Нормально. Он всегда говорил «нормально». Когда мать лежала в больнице – «нормально». Когда отец ушел, забрав из дома все, включая мамино серебряное зеркальце, которое она берегла, как святыню, – «нормально, Вер, забей, не парься». Когда его взяли – «нормально, сеструх, вывезу». Это слово было его щитом, его броней, его проклятием, потому что за ним он прятал все: и боль, и страх, и крик, который я слышала в его глазах, хоть он и не издал ни звука.

– Тим. Синяк.

Он коснулся пальцами глаза – небрежно, как будто смахивал мошку.

– Полка. Верхняя. Повернулся неудачно ночью.

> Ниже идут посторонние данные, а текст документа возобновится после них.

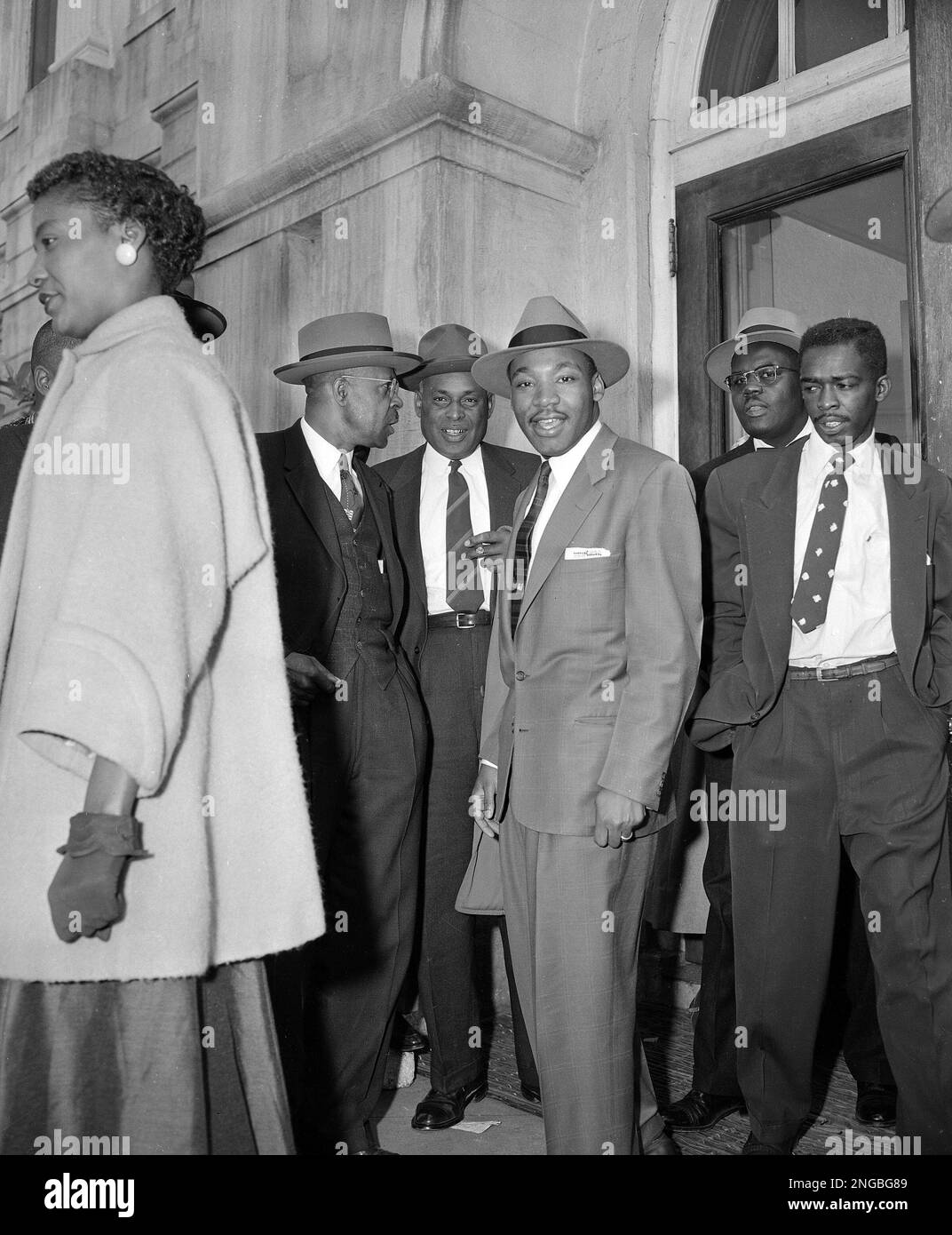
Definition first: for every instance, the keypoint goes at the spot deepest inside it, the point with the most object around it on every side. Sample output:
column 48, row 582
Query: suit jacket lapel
column 582, row 493
column 502, row 485
column 312, row 493
column 374, row 491
column 771, row 522
column 907, row 506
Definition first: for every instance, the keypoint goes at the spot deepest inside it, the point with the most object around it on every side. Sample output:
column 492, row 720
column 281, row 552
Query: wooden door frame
column 705, row 206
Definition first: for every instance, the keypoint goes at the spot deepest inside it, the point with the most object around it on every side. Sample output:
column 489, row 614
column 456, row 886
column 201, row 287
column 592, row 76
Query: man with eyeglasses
column 360, row 721
column 831, row 591
column 761, row 368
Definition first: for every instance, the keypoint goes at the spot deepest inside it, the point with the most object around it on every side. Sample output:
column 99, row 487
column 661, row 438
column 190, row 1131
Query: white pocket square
column 579, row 554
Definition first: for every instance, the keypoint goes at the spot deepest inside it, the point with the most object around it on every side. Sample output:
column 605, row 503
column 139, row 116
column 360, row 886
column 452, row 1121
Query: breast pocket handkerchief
column 581, row 554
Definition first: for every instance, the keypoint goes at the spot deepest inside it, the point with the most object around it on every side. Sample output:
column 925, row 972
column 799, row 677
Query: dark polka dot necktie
column 351, row 498
column 524, row 545
column 459, row 570
column 819, row 566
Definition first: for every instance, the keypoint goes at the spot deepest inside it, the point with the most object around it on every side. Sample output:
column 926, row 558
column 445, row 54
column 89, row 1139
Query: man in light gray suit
column 593, row 661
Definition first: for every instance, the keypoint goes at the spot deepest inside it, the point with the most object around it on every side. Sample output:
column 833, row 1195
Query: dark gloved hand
column 84, row 896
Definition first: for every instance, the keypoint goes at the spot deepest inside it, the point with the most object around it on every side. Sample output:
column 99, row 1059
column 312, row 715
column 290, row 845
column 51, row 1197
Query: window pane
column 741, row 54
column 826, row 28
column 841, row 253
column 42, row 40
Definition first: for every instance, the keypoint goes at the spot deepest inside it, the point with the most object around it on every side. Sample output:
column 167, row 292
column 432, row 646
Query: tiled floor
column 516, row 1127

Ложь. Такая прозрачная, что сквозь нее было видно все: и кулак, который прилетел в эту скулу, и чужие руки, и казенную темноту камеры, и его скрученное на полу тело – моего мальчика, которого я учила читать, которому завязывала шнурки, которого кормила макаронами с кетчупом, потому что больше ничего не было, – моего Тимура, которому девятнадцать, и он сидит за решеткой, и его бьют, и он говорит мне «полка».

– Ты похудел, – сказала я, и горло перехватило, будто кто-то затянул на шее невидимую удавку, и слова выходили рваные, обрубленные, как куски мяса из-под тупого ножа.

– Фигня. Жрать тут дают нормально.

– Нормально, – повторила я. И мне захотелось разбить это стекло. Вдребезги. Голыми руками, до крови, до костей, до белых осколков, застрявших в ладонях, – только бы дотянуться, только бы обнять, только бы прижать его голову к своей груди и сказать: «Я заберу тебя отсюда. Я клянусь. Я заберу тебя отсюда, даже если мне придется разгрызть эти стены зубами».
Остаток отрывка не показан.